United States v. Trupin, Docket No. 05-2934-cr (2d Cir. Jan. 23, 2007) (Wesley, Hall, Jones): The real sentencing action is occurring elsewhere, of course, but someone has to report the news from the provinces. This opinion is bad news indeed, but may become irrelevant by June. Keep your fingers crossed.
Here, on a Government appeal of the 69-year-old tax-cheat defendant’s 7-month prison sentence, a Panel of the Circuit vacates the sentence as substantively unreasonable — i.e., “too darn short for our particular taste.” The opinion is fact specific, to be sure, but also portends a broader view of sentencing (at both the district and Circuit levels) quite familiar to most — the pre-Booker, mandatory Guidelines regime in which sentences outside the Guidelines range were presumptively suspicious and lawful only where exceptional circumstances exist. Also, nowhere seen is the deferential, hands-off appellate posture announced in Crosby and Fleming to establish the post-Booker appellate framework for the Circuit. Instead, this particular Panel essentially assumes the role of a higher sentencing court, overruling the lower court’s (irreducibly) subjective judgment about the most “just” and appropriate sentence in favor of its own (and different) subjective judgment about the same. One need not be a cynic to point out that had a different Panel of the same Court heard Trupin’s appeal — for instance the Panel that affirmed a well-below-the-range sentence in Jones, 460 F.3d 191 (2d Cir. 2006) (click here for our discussion), a sentence justified, at bottom, by the district judge’s “gut feeling” that the defendant deserved a break — the result would have been different. Let’s hope the Big Court in DC cleans up this mess of its own making.

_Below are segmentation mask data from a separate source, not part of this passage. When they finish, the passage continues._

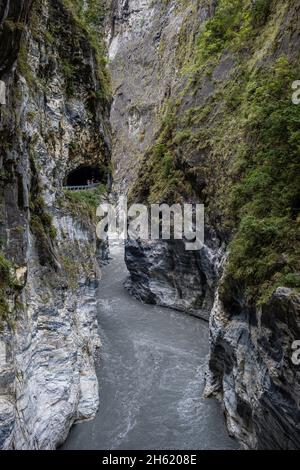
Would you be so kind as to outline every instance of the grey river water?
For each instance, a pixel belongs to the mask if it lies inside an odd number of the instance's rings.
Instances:
[[[99,289],[100,409],[72,428],[63,449],[237,448],[220,405],[202,398],[208,325],[132,298],[123,250],[111,254]]]

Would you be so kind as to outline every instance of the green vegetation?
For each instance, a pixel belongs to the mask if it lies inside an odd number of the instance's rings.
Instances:
[[[43,266],[51,266],[54,263],[52,245],[57,233],[53,225],[52,216],[47,212],[44,199],[41,196],[41,189],[32,156],[31,164],[33,179],[30,199],[30,228],[36,237],[36,246],[41,264]]]
[[[46,212],[45,202],[41,195],[31,200],[31,219],[30,226],[40,235],[43,233],[52,240],[56,238],[56,228],[53,225],[51,214]]]
[[[271,15],[273,0],[220,0],[215,15],[207,21],[193,49],[194,67],[212,60],[225,49],[248,48]]]
[[[13,21],[10,19],[4,21],[4,26],[8,27],[11,31],[23,31],[25,27],[24,23],[21,21]]]
[[[101,197],[106,192],[107,188],[105,185],[84,191],[64,191],[69,202],[68,206],[72,212],[79,213],[82,216],[88,216],[92,220],[95,219],[96,209],[101,203]]]
[[[130,194],[203,202],[209,224],[230,241],[223,289],[239,286],[250,303],[277,286],[300,287],[300,106],[291,101],[300,60],[275,53],[287,8],[220,0],[200,34],[196,20],[183,26],[178,64],[187,87],[162,116]],[[218,81],[224,57],[231,78]],[[206,83],[212,91],[197,98]],[[187,97],[200,104],[187,106]]]
[[[78,287],[78,264],[67,256],[61,258],[61,263],[66,272],[69,288],[75,290]]]
[[[110,80],[106,69],[106,51],[103,40],[104,0],[60,0],[58,5],[50,2],[50,19],[46,31],[41,30],[40,18],[42,3],[34,2],[31,10],[30,32],[32,37],[48,46],[48,55],[53,55],[53,46],[59,54],[59,65],[66,79],[68,96],[75,95],[78,84],[82,82],[83,70],[86,70],[87,80],[96,75],[99,85],[93,90],[91,85],[91,99],[100,99],[107,104],[110,99]],[[71,28],[71,29],[70,29]],[[19,54],[19,70],[32,87],[35,83],[39,87],[47,88],[47,67],[38,71],[34,77],[27,61],[27,45],[24,39]],[[95,61],[95,70],[89,70],[87,64],[80,63],[80,57],[74,53],[83,43],[88,42]],[[90,61],[89,61],[90,62]],[[77,85],[77,86],[76,86]]]
[[[36,79],[28,64],[27,46],[22,43],[18,54],[18,71],[25,78],[28,86],[34,88]]]
[[[76,89],[76,67],[72,64],[71,59],[69,57],[61,59],[61,69],[66,79],[67,95],[74,96]]]
[[[0,322],[8,319],[9,307],[6,300],[6,289],[12,285],[12,264],[0,251]]]
[[[103,20],[105,8],[103,0],[63,0],[66,9],[72,15],[75,24],[88,39],[97,63],[97,76],[101,87],[97,97],[106,100],[110,95],[110,80],[106,69],[106,51],[103,40]]]
[[[13,264],[0,251],[0,332],[4,325],[14,327],[13,311],[24,309],[24,305],[18,300],[17,292],[20,284],[15,277]],[[8,304],[8,298],[14,303],[14,310]]]
[[[0,286],[10,284],[12,264],[0,251]]]
[[[252,5],[252,26],[263,26],[271,13],[273,0],[256,0]]]
[[[289,86],[299,76],[282,57],[241,88],[244,142],[235,162],[230,208],[239,222],[227,276],[249,296],[276,285],[300,287],[300,107]]]
[[[0,331],[1,331],[1,322],[6,320],[8,316],[8,305],[5,300],[5,294],[2,289],[0,289]]]
[[[173,202],[192,192],[184,166],[174,153],[175,119],[171,111],[165,117],[160,137],[150,150],[129,199],[142,201],[146,198],[149,203]]]
[[[208,59],[226,47],[235,49],[249,36],[250,11],[240,0],[221,0],[216,14],[206,23],[196,47],[196,55]]]

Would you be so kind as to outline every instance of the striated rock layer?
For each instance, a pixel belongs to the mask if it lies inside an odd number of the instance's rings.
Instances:
[[[110,2],[107,43],[114,95],[112,160],[117,194],[127,193],[139,181],[140,165],[143,168],[143,158],[155,142],[161,116],[170,98],[182,92],[177,49],[183,26],[195,15],[194,6],[194,2],[182,5],[177,1]],[[210,10],[210,2],[201,7],[198,27]],[[222,243],[213,231],[199,253],[187,253],[182,242],[129,240],[127,287],[142,301],[208,319],[221,254]]]
[[[209,319],[220,253],[205,246],[188,252],[183,241],[126,243],[126,283],[139,300]]]
[[[0,2],[2,449],[54,449],[98,409],[94,210],[62,185],[108,165],[109,101],[67,3]]]
[[[197,254],[127,242],[129,289],[206,318],[214,305],[207,395],[245,447],[299,448],[299,2],[112,7],[116,191],[206,207]]]
[[[190,9],[179,10],[173,0],[107,3],[114,187],[117,192],[127,192],[176,82],[178,33]]]
[[[221,397],[230,432],[251,449],[299,449],[299,295],[278,288],[269,302],[233,312],[217,296],[210,320],[206,396]]]

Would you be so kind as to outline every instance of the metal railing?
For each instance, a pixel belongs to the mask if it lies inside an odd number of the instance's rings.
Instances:
[[[64,186],[63,188],[67,189],[68,191],[89,191],[90,189],[98,188],[100,185],[101,183],[94,183],[81,186]]]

Here are the relevant details — though the retrograde nature of the opinion can only be appreciated on a full reading. Trupin is 69 years old. He was convicted at trial of failing to report $6 million in income over a 6-year period, a scam that involved shell companies, phony accounts, etc. At the original pre-Booker sentencing, the judge declined to depart downward on the basis of Trupin’s age or family circumstances (he has an ill wife) and imposed a 41-month sentence (the bottom of the applicable range), though stating his personal view that the Guidelines range was too harsh. Following Booker and a remand pursuant to Crosby, the district judge imposed a principal sentence of 7 months’ incarceration and 7 months’ home confinement (as part of a 3-year term of supervised release).
To justify this sentence, the judge pointed to, inter alia, (1) the fact that, “from everything I can see, Mr. Trupin does everything in his power to take good care of his [ill] wife, even though he doesn’t have the means that he once had”; (2) Trupin’s advanced age, which means that “service of a lengthy sentence will be a greater hardship on him than in most cases,” and further noting that recidivism generally declines with age and opining that “Trupin is not going to go out and commit any more crimes of the sort he’s done”; (3) the fact that it’s unlikely that the IRS could collect the amounts owed by Trupin anyway, whether he’s incarcerated or not; and (4) the court’s view that “a few weeks in jail for most of us would be a very, very significant punishment.”
The Panel finds fault with each aspect of the district court’s reasoning, essentially substituting its own subjective judgment for the lower court’s. Op. 7. First, regarding Trupin’s age and family circumstances, the Panel points out that the district court denied a downward departure on the same grounds at the original sentencing, and did not reconsider this decision at the post-Booker resentencing. “So what?”, one might say in this post-Booker world, but not so the Panel. This fact is significant, Op. 7-8, because it shows that the “court placed far too much weight on Trupin’s family circumstances and age without giving adequate weight to the other statutory factors” at the resentencing. Op. 8. Huh.
Regarding Trupin’s wife and his efforts to care for her, for instance, the Panel claims that this factor “is neither sufficiently compelling nor present to the degree necessary to support the sentence imposed.” Id. This is so because, among other things, Trupin’s presence was not “essential to his wife’s well-being.” Id. Moreover, the fact that Trupin will not be able to care for his wife during his incarceration is “not sufficiently unique” to him, “but rather is true of every married defendant who runs afoul of the law.” Op. 9.
The Panel also finds that the court “placed too much weight on Trupin’s advanced age,” pointing out that he was in good health and that — regardless of general recidivism statistics — Trupin began committing crimes in his 50s and then continued doing so into his 60s. Op. 9. Also, “whether and to what extent the IRS would be able to collect the unpaid taxes” is “an irrelevant variable to include in the sentencing calculus.” Id.
Additionally, once again substituting its judgment for the lower court’s, the Panel believed that the 7-month sentence does not “reflect the seriousness of Trupin’s offense.” Op. 9. And, finally, the Panel rejects the district court’s claim that even a few weeks in prison is a significant sentence, describing this as a “general policy disagreement” that a sentencing judge is forbidden to make. Op. 10.